Social Media and Newsletter Associate

G.H. Plaag is a poet, novelist, and musician from Boston who is currently shacked up in the swamps of New Orleans. They received their B.A. in English from Brown University and their MFA from Hollins University, and produce work that deals with gender, class, and environment. They have been published in The Academy of American Poets, Epoch, and Clerestory, and they are the recipient of multiple awards in writing, including the 2022 Gertrude Claytor Poetry Prize, the 2022 Andrew James Purdy Prize for Short Fiction, and the 2022 Melanie Hook Rice Award in Creative Nonfiction.
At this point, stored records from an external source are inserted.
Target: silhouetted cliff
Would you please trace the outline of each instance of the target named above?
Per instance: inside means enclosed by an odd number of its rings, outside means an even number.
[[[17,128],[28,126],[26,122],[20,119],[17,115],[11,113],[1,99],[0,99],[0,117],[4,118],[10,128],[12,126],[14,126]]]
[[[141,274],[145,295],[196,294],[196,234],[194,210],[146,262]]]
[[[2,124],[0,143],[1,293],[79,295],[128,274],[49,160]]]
They are an avid baseball fan, a lover of nature, and, fumblingly, a proponent of anarchy. Find them on Instagram @ghplaag.

 

Website Editor

Francesca Phillippy received her MA in English with a concentration in Fiction writing in 2015 from Seton Hall University. She is the current Associate Director of Project Acceleration.

 

Publisher Emeritus

Peter Trachtenberg is the author of 7 Tattoos (1997), The Book of Calamities: Five Questions About Suffering and Its Meaning (2008), and Another Insane Devotion (2012), a New York Times Book Review Editor’s Choice. His essays, journalism, and short fiction have been published in The New Yorker, Harper’s, BOMB, TriQuarterly, O: The Oprah Magazine, The New York Times Travel Magazine, A Public Space, the L.A. Review of Books, the Virginia Quarterly Review, and StoryQuarterly. His commentaries have been broadcast on NPR’s All Things Considered. Trachtenberg is an Associate Professor of English at the University of Pittsburgh and part of the core faculty at the Bennington Writers Seminars. His awards include Guggenheim and Whiting Fellowships and the Nelson Algren Award for Short Fiction. The Book of Calamities was given the 2009 Phi Beta Kappa Society’s Ralph Waldo Emerson Award “for scholarly studies that contribute significantly to interpretations of the intellectual and cultural condition of humanity.”